In about 20% of runs, the full connection including SCTP does succeed — so the behavior is stochastic.
Investigation
Using strace, I observed that:
In normal operation, Pion creates two distinct UDP sockets (separate file descriptors).
When using SetInterfaceFilter (excluding all interfaces), both srflx and host candidates share the same underlying socket (same FD).
I suspect this causes an internal conflict or race condition when routing incoming packets (especially during SCTP setup), particularly for answerer mode.
Environment
Pion version: v4.0.10
Remote peer: Google Chrome 138.0.7204.49
OS: Linux (but should be reproducible cross-platform)
Repro
Use SetInterfaceFilter to exclude all interfaces.
Set up a peer connection where Pion is an answerer.

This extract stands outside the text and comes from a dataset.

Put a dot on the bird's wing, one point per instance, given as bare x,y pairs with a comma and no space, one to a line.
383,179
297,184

Wait for Chrome to initiate.
Observe that ICE connects but SCTP often fails.
Expected behavior
Even with a single srflx candidate and one UDP socket, SCTP should succeed reliably when Pion is an answerer.
Additional notes
I suspect a socket muxing issue in ICE or DTLS layers when both host and srflx candidates share a socket (fd).
Could you suggest any quick and dirty fix / workaround? While e don't have a nice final solution. Thanks
@iamoskvin we need to investigate why it's happening first, if you can provide code to reproduce the issue it will make this easier.

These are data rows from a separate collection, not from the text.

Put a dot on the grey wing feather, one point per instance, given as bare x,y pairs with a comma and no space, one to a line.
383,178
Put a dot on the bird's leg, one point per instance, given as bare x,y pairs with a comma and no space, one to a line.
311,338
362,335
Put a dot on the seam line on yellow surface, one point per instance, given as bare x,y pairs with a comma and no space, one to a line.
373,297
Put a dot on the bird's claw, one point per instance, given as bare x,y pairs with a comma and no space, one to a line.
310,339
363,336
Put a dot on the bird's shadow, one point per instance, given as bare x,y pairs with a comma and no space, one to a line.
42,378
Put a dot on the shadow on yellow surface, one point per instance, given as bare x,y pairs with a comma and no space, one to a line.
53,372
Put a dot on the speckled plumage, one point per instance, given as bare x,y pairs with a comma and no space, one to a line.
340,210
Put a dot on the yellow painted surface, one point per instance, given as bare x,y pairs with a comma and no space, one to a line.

@iamoskvin we need to investigate why it's happening first, if you can provide code to reproduce the issue it will make this easier. I created a repo for this issue. I hope I was able to correctly isolate the issue. Please ask me if anything is unclear. https://github.com/iamoskvin/pion_issue_3176/ @JoeTurki
@JoeTurki did you have time to look at this issue? Is it reproducible? Do you have any ideas about a workaround? Thanks.
@iamoskvin it's in my todo list to try to fix it, this weekend
@JoeTurki any updates? maybe some insights at least? Sorry for frequent disturbance.

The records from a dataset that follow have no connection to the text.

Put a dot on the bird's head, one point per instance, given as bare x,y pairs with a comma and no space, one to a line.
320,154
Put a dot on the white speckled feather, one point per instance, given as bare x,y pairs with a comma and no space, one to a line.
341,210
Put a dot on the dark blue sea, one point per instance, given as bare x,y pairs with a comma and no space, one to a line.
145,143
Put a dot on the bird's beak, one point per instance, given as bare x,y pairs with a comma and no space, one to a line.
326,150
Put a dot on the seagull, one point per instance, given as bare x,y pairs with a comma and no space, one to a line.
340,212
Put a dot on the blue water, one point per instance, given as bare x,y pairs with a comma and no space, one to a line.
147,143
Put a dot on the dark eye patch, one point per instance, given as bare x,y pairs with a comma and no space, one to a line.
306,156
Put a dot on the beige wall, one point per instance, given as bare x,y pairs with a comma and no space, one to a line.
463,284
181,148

@iamoskvin I'm working on it, I couldn't track the cause issue yet, It also happens for me rarely ~5%. It's getting fixed soon.
@JoeTurki were you able to determine the cause of the issue?
I think the the problem is that we don't propagate the filter correctly, so i think we end up with a demux race?, it wasn't intended for this use, We need to filter out host candidates internally, Or provide a simpler filter for this use.
For now, I suggest you use SetNAT1To1IPs if you know the IPs. and we'll try to fix this issue soon.
For now, I suggest you use
SetNAT1To1IPsif you know the IPs. and we'll try to fix this issue soon.
Thanks. It looks like this workaround does not work. I can remove STUN server and replace it with this setting. It works but if I am filtering out host candidates, then I see the same issue as before.